Collaborative working brings benefits for general practice, says new RCGP document
May 18 2016
Case studies demonstrating benefits for GPs working alongside secondary care physicians and with professionals from across the health and social care system have been published.
The RCGP document, ‘The Future of GP Collaborative Working’, looks at how GPs have taken the initiative and are working in an integrated fashion. It gives examples of how GPs can use available opportunities and work within the existing frameworks “to create a service that responds flexibly to patients’ changing needs.”
Seven case studies are featured in the report:
- Guys and St Thomas’ @home service which found that actively directing people towards care that can be provided within their own home frees up bed days from secondary care, while reducing the need for repeat GP appointments by treating the patient in a proactive fashion.

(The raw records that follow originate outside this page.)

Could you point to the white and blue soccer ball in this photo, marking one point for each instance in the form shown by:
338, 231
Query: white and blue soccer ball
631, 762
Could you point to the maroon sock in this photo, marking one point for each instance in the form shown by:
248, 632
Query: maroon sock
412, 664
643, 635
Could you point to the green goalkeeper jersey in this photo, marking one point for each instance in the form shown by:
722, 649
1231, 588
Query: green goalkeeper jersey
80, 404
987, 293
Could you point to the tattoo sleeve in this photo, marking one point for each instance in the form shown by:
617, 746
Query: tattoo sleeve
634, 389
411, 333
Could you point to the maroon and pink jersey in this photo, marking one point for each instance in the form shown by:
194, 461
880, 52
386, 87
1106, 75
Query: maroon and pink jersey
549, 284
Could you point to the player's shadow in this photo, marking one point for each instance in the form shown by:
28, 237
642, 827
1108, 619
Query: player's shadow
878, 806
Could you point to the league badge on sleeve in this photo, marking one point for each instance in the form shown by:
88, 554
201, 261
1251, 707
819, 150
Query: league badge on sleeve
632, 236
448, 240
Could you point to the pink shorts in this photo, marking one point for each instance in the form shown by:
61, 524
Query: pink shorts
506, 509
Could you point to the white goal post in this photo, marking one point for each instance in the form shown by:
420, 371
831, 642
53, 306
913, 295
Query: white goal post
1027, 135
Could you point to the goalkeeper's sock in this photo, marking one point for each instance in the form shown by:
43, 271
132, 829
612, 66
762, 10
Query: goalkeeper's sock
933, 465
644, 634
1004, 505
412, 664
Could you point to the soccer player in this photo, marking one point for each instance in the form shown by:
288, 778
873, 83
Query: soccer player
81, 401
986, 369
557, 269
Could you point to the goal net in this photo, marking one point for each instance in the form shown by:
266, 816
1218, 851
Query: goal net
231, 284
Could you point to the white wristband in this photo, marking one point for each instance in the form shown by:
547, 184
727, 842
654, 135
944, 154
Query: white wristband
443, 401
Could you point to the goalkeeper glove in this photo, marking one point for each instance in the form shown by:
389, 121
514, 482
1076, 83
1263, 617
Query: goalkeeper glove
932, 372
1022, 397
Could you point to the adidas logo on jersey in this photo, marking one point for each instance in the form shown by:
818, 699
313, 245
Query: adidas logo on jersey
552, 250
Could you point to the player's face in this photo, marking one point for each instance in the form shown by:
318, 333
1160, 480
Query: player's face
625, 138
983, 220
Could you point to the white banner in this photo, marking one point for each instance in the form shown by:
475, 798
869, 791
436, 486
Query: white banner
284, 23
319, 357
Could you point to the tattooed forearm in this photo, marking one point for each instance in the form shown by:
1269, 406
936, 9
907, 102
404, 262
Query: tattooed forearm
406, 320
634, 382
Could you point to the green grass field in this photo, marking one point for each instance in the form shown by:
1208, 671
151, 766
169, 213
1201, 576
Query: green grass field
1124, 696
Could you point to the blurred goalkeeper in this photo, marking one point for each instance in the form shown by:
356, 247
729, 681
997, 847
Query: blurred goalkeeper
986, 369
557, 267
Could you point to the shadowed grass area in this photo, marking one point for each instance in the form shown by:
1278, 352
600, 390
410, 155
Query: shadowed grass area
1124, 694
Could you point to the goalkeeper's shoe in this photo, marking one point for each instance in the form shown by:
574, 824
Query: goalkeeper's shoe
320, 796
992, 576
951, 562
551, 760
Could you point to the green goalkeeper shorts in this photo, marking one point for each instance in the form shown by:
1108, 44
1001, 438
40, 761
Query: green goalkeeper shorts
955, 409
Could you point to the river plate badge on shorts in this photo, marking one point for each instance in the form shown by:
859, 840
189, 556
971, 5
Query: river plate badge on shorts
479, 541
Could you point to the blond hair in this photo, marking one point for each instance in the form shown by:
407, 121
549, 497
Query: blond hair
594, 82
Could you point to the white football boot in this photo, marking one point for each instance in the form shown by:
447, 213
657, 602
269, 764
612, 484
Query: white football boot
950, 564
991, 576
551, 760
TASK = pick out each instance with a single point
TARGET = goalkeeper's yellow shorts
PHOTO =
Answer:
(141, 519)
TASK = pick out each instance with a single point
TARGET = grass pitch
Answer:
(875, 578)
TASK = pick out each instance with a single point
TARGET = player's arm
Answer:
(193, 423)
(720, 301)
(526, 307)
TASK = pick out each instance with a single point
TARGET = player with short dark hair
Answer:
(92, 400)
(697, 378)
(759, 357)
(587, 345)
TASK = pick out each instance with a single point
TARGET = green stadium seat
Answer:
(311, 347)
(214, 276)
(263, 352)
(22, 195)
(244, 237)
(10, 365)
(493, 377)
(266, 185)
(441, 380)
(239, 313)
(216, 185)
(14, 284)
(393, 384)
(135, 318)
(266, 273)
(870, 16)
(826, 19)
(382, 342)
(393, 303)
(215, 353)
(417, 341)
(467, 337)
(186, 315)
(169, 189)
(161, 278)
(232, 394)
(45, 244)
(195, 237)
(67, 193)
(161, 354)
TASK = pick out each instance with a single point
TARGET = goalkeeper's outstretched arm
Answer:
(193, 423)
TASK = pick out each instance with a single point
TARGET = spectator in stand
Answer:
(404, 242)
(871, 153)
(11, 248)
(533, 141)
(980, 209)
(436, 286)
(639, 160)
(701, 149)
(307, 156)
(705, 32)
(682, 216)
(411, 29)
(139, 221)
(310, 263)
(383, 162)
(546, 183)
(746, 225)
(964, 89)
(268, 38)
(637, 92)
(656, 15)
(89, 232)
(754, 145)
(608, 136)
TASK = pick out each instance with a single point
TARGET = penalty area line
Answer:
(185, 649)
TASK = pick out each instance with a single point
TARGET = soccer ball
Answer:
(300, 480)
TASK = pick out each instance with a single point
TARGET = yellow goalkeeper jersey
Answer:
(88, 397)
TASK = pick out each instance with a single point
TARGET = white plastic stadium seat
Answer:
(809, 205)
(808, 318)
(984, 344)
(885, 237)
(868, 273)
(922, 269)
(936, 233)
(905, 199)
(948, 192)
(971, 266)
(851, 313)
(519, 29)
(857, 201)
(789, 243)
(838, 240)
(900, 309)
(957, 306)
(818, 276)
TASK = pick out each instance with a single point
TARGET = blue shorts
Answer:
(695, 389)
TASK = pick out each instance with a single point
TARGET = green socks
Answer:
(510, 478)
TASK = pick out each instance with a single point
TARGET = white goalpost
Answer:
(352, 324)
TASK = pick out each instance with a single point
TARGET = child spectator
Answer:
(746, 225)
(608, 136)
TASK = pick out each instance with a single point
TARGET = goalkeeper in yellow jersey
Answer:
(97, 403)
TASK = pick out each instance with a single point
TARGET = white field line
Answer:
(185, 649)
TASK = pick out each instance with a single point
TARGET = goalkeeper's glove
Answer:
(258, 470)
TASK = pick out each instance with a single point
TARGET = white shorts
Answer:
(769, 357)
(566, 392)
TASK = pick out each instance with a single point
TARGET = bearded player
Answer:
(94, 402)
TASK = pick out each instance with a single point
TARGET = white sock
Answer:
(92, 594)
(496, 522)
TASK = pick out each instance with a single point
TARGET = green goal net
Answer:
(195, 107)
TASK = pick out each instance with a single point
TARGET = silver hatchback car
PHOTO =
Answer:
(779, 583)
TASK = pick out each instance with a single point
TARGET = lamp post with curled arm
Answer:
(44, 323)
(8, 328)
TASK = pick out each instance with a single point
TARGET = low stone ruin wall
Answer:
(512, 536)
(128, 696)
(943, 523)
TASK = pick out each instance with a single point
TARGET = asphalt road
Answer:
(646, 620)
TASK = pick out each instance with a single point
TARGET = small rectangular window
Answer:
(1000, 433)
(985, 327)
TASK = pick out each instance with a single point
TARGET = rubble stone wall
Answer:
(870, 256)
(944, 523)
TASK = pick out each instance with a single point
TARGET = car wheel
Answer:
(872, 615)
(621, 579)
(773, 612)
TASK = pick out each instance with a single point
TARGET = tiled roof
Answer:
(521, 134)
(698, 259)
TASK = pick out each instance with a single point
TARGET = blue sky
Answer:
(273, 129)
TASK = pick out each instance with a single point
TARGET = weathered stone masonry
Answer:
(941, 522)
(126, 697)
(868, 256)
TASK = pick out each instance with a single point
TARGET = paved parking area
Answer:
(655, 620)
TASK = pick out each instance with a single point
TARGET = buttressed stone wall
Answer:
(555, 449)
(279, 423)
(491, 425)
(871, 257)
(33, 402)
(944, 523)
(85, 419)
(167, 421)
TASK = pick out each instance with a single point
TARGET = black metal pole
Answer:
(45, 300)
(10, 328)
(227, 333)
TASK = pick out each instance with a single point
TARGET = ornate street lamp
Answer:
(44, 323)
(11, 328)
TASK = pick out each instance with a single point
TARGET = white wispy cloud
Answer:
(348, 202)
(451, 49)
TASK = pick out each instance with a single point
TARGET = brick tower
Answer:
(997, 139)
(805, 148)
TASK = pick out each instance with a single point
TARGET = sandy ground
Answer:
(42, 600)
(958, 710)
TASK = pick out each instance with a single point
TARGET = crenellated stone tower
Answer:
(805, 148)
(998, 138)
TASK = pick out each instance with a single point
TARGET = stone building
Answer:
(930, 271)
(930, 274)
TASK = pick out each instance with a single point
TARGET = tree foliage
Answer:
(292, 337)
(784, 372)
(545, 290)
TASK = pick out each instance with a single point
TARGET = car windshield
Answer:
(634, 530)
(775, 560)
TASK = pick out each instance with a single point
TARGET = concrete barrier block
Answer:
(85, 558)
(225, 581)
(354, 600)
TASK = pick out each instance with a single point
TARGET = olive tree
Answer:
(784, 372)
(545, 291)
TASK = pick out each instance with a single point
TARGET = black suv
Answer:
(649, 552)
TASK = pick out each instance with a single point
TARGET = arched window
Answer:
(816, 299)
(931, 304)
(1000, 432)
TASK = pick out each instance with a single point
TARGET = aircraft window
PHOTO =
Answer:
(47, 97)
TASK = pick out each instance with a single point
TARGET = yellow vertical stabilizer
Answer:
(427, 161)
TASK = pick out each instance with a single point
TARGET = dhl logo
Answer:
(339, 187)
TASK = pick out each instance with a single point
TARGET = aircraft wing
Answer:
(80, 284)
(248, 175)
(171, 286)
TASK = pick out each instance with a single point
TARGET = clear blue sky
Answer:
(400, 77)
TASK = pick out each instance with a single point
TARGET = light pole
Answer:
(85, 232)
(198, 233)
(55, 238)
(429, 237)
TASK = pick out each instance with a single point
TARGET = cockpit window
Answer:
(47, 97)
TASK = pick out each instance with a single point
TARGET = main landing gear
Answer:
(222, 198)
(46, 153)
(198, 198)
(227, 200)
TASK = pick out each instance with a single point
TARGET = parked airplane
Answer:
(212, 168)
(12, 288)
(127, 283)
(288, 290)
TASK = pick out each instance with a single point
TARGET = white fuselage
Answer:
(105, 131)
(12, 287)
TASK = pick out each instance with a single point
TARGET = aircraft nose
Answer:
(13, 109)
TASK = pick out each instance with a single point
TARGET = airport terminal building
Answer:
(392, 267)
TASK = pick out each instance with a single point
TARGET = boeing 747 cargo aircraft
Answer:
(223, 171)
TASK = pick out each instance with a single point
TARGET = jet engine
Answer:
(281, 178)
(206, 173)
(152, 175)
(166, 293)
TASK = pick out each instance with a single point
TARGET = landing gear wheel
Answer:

- Connecting Care for Children at St Mary’s Hospital, within Imperial College Healthcare London, has paediatricians employed within the hospital working proactively with local GPs to deliver paediatric care within a primary care setting.
- Brighton and Hove Memory Assessment Service is a dedicated dementia service built around a multidisciplinary team whose function is to diagnose and treat patients with dementia within a primary care and home setting.
- Old School Surgery, Bristol, has employed a prescribing pharmacist as a partner within the GP surgery, leaving more time free for GPs to undertake proactive care, and decreasing duplication of services
- Thornbrook Surgery, Derbyshire, has found that employing a mental health practitioner within its surgery, one day a week, has resulted in fewer referrals to mental health secondary care services compared to other nearby GP surgeries.
- The Livingston Experiment in West Lothian involved GPs working with paediatricians, hospital consultants, physicians, nursing, and social care staff and has enabled the transfer of knowledge between primary and secondary care.
- a GP with a Special Interest (GPwSI) in Paediatrics in the Child Health Clinic in Lerwick, Shetland Islands, has led to improved auditing and patient feedback mechanisms.
Announcing the report, RCGP Chair Dr Maureen Baker said: “One of the greatest challenges facing the NHS is how to respond to the ever-changing and increasingly complex needs of our patients. This report outlines a number of exciting examples where College members are shaping the future of general practice, and the wider health service, in order to deliver patient-centred care.
“Our patients’ health outcomes are best when we treat them as people, not diseases, and this holistic approach can only be achieved when doctors from across the health service work together – but we need to do this more, and better.”
Dr Baker said that there is no single approach to achieving this, but “structural reorganisation can be a positive way forward for practices with sufficient resources.” In addition, “new models of multidisciplinary working also have a vital role to play in providing patients with new and more integrated services closer to home.”
The recent GP Forward View from NHS England has offered funding to redesign care as well as invest in the general practice workforce, she said. “We will be working with NHS England and others to ensure that good ideas like those highlighted in our report today are adopted more widely, where appropriate, as we implement the GP Forward View.”